If you possess stocks in a successful company whose earnings, relative to the market, are expected to continue growing at an above-average rate, you’ve got yourself some growth stocks. Rather than yielding a super high income, growth stocks tend to increase in capital value. There’s a lot of hype surrounding these special (and pricey!) stocks; and it’s for good reason. They typically have impressively high price-to-earnings ratios. In most cases, the company would prefer to reinvest retained earnings in capital projects, so it’s not typically common for growth stocks to pay dividends. Instead, growth investors tend to receive returns from future capital appreciation. The return makes it worthwhile, but be prepared to pay top dollar to get involved in the growth game.

Philip Fisher, a pioneer in growth investing, wrote a book in which he spends an entire chapter urging readers to purchase shares of superbly managed growth companies - specifically technology companies. The pace of change in the tech sector creates an environment that’s ripe for disruptive innovations. Fun fact: Fisher started out as a value investor! His style evolved following lessons learned in the 1929 stock crash. He learnt the hard way that over time, a well-selected growth stock would substantially outperform a statistical bargain. Fisher emphasized, repeatedly throughout his career, the value of long term investing.


Other Types of Growth Investing

Growth Mutual Funds

Growth mutual funds are best characterized by their laser focus on capital appreciation. As with growth stocks, dividend payout is a rarity, so if that’s what you’re after - keep walking. You’ll also require a holding period of five to ten years; so make sure your time horizon allows for that. Portfolios would consist of companies with above-average growth in earnings - that of which would be reinvested into things like acquisitions, expansion, research and development, etc. Growth funds are for the risk-hungry. The potential is high but the risk may be higher, so make sure you have the stomach for it before investing.

Growth Dividends

Growth stock dividends are ideal for those who find the predictability of dividend-paying companies boring, but whose risk tolerance is not particularly high enough to experiment with the more volatile companies. Growth stock dividends offer an appealing combination - the security of a consistent dividend along with the excitement of an increasing stock price. Dividend growers represent a group of companies who reinvest part of their earnings in the business and distribute the rest to stockholders. Rising profits subsequently mean rising stock prices along with rising dividends.


Growth Investor Resources

Growth Investing Software

HGSI Investment Software: with its easy-to-interpret visual presentation and broad range of technical tools, this software performs comparative analyses of many groups of securities.

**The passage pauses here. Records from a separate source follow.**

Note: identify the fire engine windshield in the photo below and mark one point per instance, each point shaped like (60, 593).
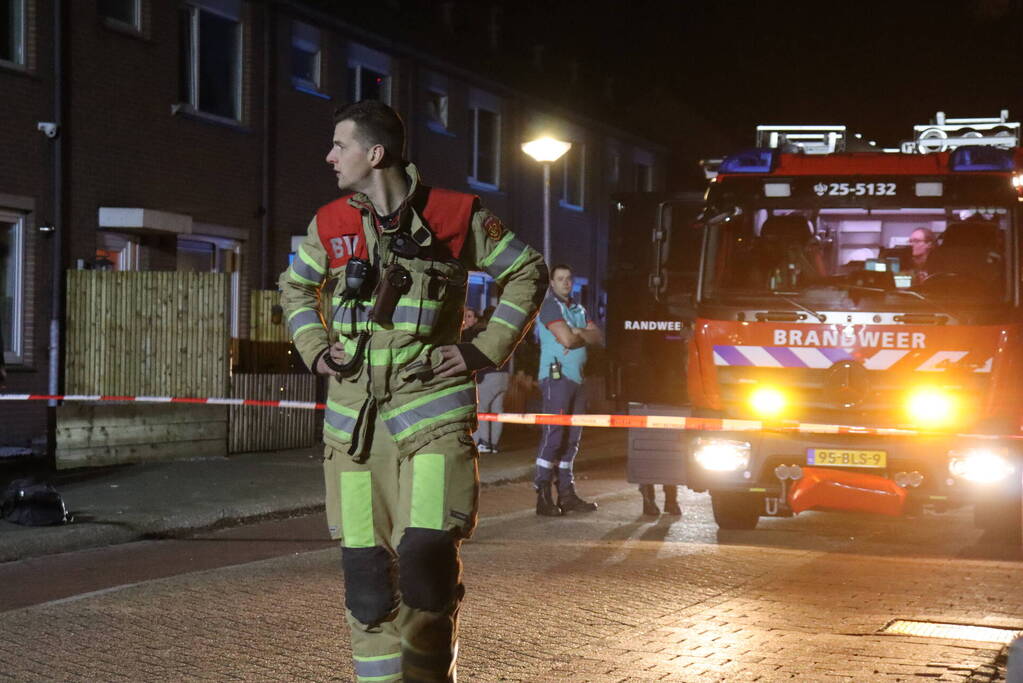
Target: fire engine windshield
(860, 259)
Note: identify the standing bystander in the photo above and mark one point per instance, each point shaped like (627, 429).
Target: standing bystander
(402, 484)
(565, 332)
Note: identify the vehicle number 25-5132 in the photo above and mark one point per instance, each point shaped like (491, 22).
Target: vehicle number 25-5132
(855, 189)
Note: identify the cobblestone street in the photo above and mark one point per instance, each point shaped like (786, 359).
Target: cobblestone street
(609, 596)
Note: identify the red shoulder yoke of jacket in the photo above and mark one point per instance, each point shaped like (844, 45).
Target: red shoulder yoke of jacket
(448, 214)
(340, 228)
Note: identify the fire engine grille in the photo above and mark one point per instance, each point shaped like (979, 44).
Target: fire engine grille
(812, 399)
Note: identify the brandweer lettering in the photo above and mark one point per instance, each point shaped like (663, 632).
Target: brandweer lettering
(864, 337)
(666, 325)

F.A.S.T. Graphs : Two subscription options are offered to allow for deeper and faster stock research.

Growth Investing Books

Here are some must-reads if you’re serious about getting into the growth investing game.

Benjamin Graham and the Power of Growth Stocks: Lost Growth Stock Strategies from the Father of Value Investing

Common Stocks and Uncommon Profits and Other Writings

Beating the Street


Growth Investing Indicators

Brand New Technology

Brand new technologies tend to be unproven, and growth companies spend a lot of money on development and ramping up production.

Crazy PE Ratios

Growth stocks typically have super high PE ratios . A company has worth beyond its earnings and its important to balance intrinsic value against the money the company makes. Future potential should also be priced in.

Bump in the Growth Story

It’s inevitable that all growth stories will eventually fizzle out. Like a pendulum, the market is forever swinging. When growth comes to a halt, a more realistic per share price for the stock settles in. There are two possible outcomes here: either the company is now correctly valued (and was grossly overrated in the past) or the company is currently under-valued and poised for a strong rebound in the near future.